だから、景気が回復しても雇用はなかなか回復しないし、いわゆるインフレ、つまりCPI(消費者物価指数)の前年比が継続的に上昇していくということも考えにくい。そうした状況ではFRBの金融緩和政策も続く。このところ原油価格が上昇しており、CPI(消費者物価指数)を押し上げインフレの芽となるのではという疑問も生じる。しかし、2020年に原油価格は大きく下がっており発射台が低いので、テクニカルな反動で前年比プラス2.4%とか2.5%の物価上昇率は持続しないと思われる。そのことはすでにマーケットも織り込んでいる。インフレ率の上昇は1年ぐらいしか続かないだろう。

 

【米株価はバブルだった?株価を支える4つの条件】

では、米株価はバブルだ。今回の長期金利上昇による株価下落は「バブル崩壊」の証だ、という意見もある。個人的には米株価をバブルとは見ていない。バブルだと主張する人がよく引き合いに出すのはいわゆるバフェット指数で、株価の時価総額の合計がアメリカの名目GDP(国内総生産)の何倍買われているか、というものだ。現在は130%と過去の例から言えば「バブル」になる。しかし、長く低インフレが続いたので、過去と今とでは金融政策や貨幣の価値が違っている。

また、米国の主要銘柄も昔とは異なる。今の株価を牽引している銘柄は、世界中から富を集めてくるプラットフォームのビジネスだ。米国1国のGDP対比の時価総額が過去よりも現在のほうが高いのでバブルだという主張には、無理がある。
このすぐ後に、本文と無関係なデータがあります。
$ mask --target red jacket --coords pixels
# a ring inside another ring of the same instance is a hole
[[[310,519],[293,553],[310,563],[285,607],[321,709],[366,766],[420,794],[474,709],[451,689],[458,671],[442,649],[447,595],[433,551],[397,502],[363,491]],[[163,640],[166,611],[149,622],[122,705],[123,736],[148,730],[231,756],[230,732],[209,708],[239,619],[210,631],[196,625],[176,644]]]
ただ、今の米国の株価がいくつかの条件の下で正当化されているのは事実だ。その条件が崩れたら株価は下がると予想している。その株価を支える条件とは、第1に金融緩和の継続、第2に財政拡張政策の継続、第3に低いインフレ率、第4に新型コロナは1年以内に収束するということ。この4つはいずれもまだ崩れていない。ただ足元では3番目のインフレが気になる、という程度だ。
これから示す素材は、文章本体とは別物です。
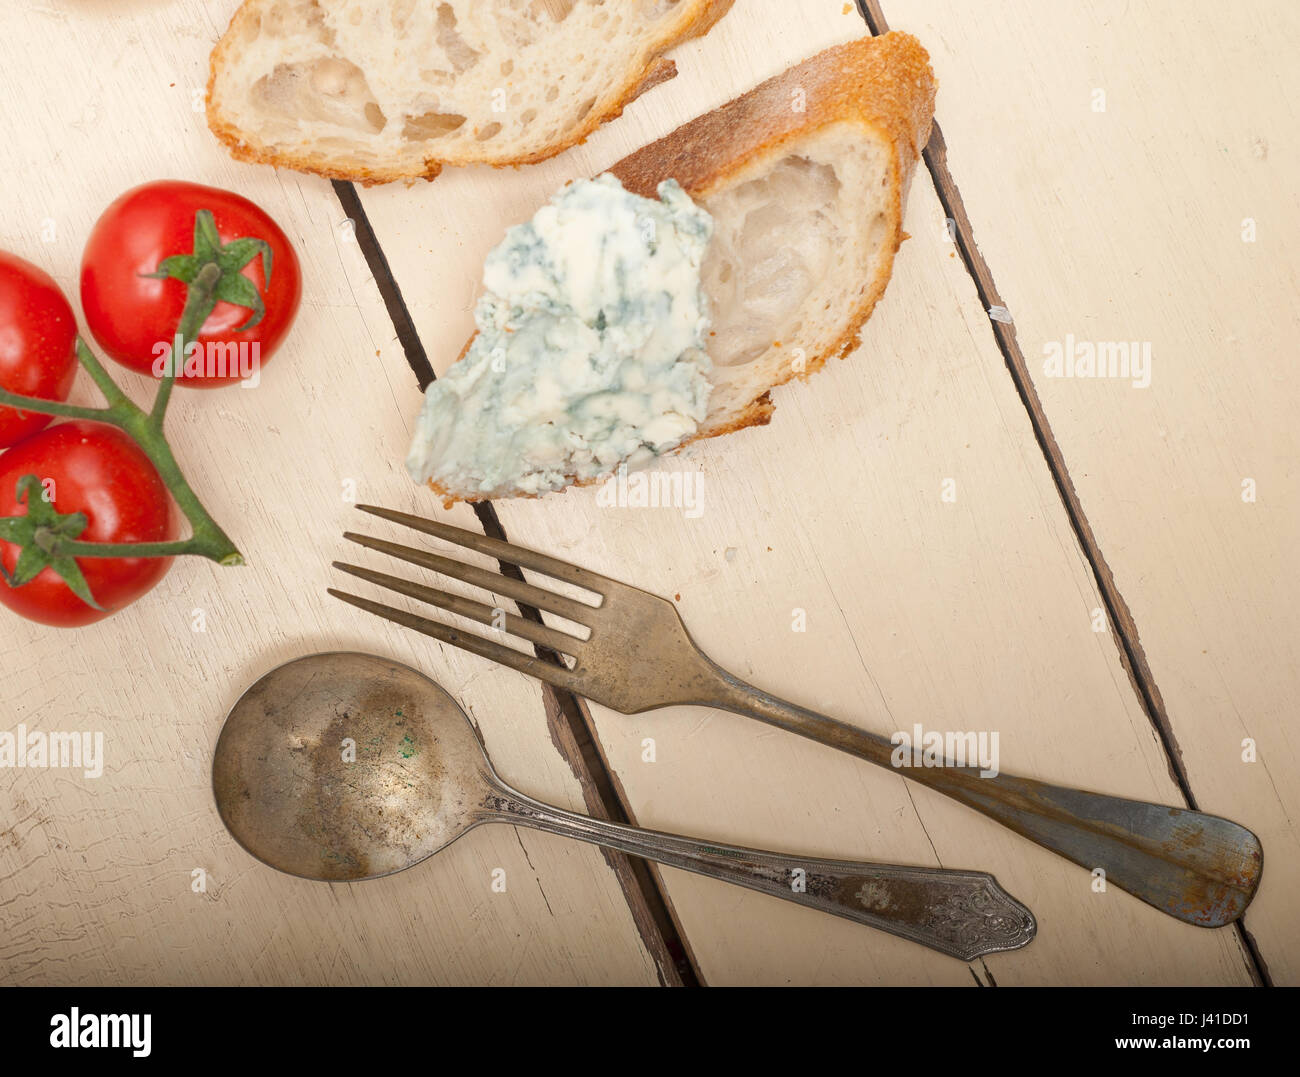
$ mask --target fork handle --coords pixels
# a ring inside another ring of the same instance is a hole
[[[712,663],[711,663],[712,664]],[[1217,815],[1088,793],[944,760],[896,767],[894,744],[717,672],[716,697],[700,703],[758,718],[929,786],[1032,842],[1051,849],[1161,912],[1221,927],[1246,910],[1259,885],[1263,849],[1238,823]]]
[[[483,821],[513,823],[645,857],[854,920],[971,961],[1026,945],[1033,914],[983,871],[913,868],[788,856],[718,845],[551,807],[508,786]]]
米国では新型コロナの被害が大きかったので、ワクチンが普及してアフターコロナとなったら、人々が解放されてものすごく浮かれた経済になるのはまず間違いない。2021年半ばから成長率、インフレ率は高まる。しかし、これだけ多くのインフレ要因があっても、かなり強い経済と高インフレ率が長く続くのかといえば、そうはならないと思う。前述したようにアフターコロナで潜在成長率が下がるのはほぼ間違いないからだ。

インフレが起こりにくい状況ではFRBの金融緩和政策も続く。前述した米株価を押し上げている条件は今のところ、どれもまだ崩れていないため、米株価はまもなく回復すると思いたい。

また、BofA(バンクオブアメリカ)が「株式から債券への資金シフトを招く転換点は米10年債利回り1.75%」との見解を示したことが、長期金利が1.62%を抜けていかない要因になった可能性がある。トランプ政権前からキーワードだった「債券から株式へ」が金利急上昇で壊れる懸念があったが、糊代はまだあるとの見立てになる。「1.75%」の根拠はハッキリしないが、株式配当利回りを上回る1.5%以上で一時的に動いても、株式市場が直ぐに瓦解しないとの目線につながろう。